I looked at it very fast and didn't see anything that was out of the ordinary, mostly the same CIS....

C

Well it is NIST.

At the end of the doc there is more of a chart that makes a little easy to read : )

I might need to eye-bleach, I couldn't get over the line numbering and just stopped scrolling.

This should do it:
optional image ALT text

In all honesty, while I appreciate the work that went into this, a "draft" of 10.10, when 10.12 is on its way is not very useful. CIS has increased their pace (disclaimer, I've contributed to the CIS benchmarks in the past), and is at least only a few months behind OS releases now... but CIS has their 10.11 benchmark published, and NIST has a draft of 10.10 out when 10.12 is dropping in a few months (and 10.10 likely will be deprecated)....

too little too late.

@Taylor.Armstrong

100% agree and thank you for contributed to the CIS benchmarks, the benchmarks make my job many times easier...

C

@gachowski My pleasure!
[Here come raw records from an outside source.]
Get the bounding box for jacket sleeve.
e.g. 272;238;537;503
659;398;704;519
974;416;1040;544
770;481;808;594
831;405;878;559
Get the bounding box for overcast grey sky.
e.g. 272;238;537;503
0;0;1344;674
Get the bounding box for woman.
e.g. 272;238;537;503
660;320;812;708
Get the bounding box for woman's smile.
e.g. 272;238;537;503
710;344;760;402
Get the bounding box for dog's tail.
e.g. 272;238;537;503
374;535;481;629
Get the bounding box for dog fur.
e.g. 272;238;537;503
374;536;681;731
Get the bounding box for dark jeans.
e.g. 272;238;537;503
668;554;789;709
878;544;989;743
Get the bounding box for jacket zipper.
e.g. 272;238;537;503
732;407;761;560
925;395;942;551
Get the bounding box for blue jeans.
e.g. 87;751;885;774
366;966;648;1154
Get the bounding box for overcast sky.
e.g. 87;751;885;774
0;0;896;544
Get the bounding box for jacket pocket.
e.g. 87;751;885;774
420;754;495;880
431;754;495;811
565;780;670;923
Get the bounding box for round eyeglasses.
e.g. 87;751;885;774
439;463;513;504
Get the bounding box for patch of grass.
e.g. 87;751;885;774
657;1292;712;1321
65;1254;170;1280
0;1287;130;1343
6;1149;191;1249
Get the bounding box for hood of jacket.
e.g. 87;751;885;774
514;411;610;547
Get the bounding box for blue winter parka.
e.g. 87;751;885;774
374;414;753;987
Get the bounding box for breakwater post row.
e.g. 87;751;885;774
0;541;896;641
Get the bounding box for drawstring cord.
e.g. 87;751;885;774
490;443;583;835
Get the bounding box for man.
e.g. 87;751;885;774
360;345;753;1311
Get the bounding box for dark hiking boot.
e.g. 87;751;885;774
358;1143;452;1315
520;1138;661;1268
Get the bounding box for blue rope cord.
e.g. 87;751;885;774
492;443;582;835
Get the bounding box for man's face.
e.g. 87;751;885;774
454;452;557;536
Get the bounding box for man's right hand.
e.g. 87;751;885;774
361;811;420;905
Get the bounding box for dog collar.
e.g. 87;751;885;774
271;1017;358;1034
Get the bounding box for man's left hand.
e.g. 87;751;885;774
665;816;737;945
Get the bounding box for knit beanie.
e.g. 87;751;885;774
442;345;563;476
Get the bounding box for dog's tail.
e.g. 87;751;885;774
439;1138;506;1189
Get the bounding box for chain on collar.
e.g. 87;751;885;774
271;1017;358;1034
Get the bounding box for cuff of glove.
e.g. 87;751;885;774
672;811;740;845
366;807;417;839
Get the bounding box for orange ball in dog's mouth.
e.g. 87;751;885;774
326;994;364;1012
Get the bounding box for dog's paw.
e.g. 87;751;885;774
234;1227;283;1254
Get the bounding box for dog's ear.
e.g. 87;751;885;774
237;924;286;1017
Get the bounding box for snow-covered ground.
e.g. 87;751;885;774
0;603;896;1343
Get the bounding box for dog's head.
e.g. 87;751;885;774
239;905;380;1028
Although the last one I had any significant amount of work on was 10.8 :( I'd encourage anyone with enough spare cycles to join the CIS group though - it is all volunteer, with a small "core" group and a larger group of people who drop in to test things as they're able, and the more people working on it, the faster they can go. Work is already getting started on Sierra, which is why I question the value of anything like a 10.10 document at this point. Between CIS and Casper, our goal now is to have a secure baseline and be rolling it out within 45 days of the CIS benchmark release, which means hopefully fully upgraded (and secured) within 5-6 months of the OS release.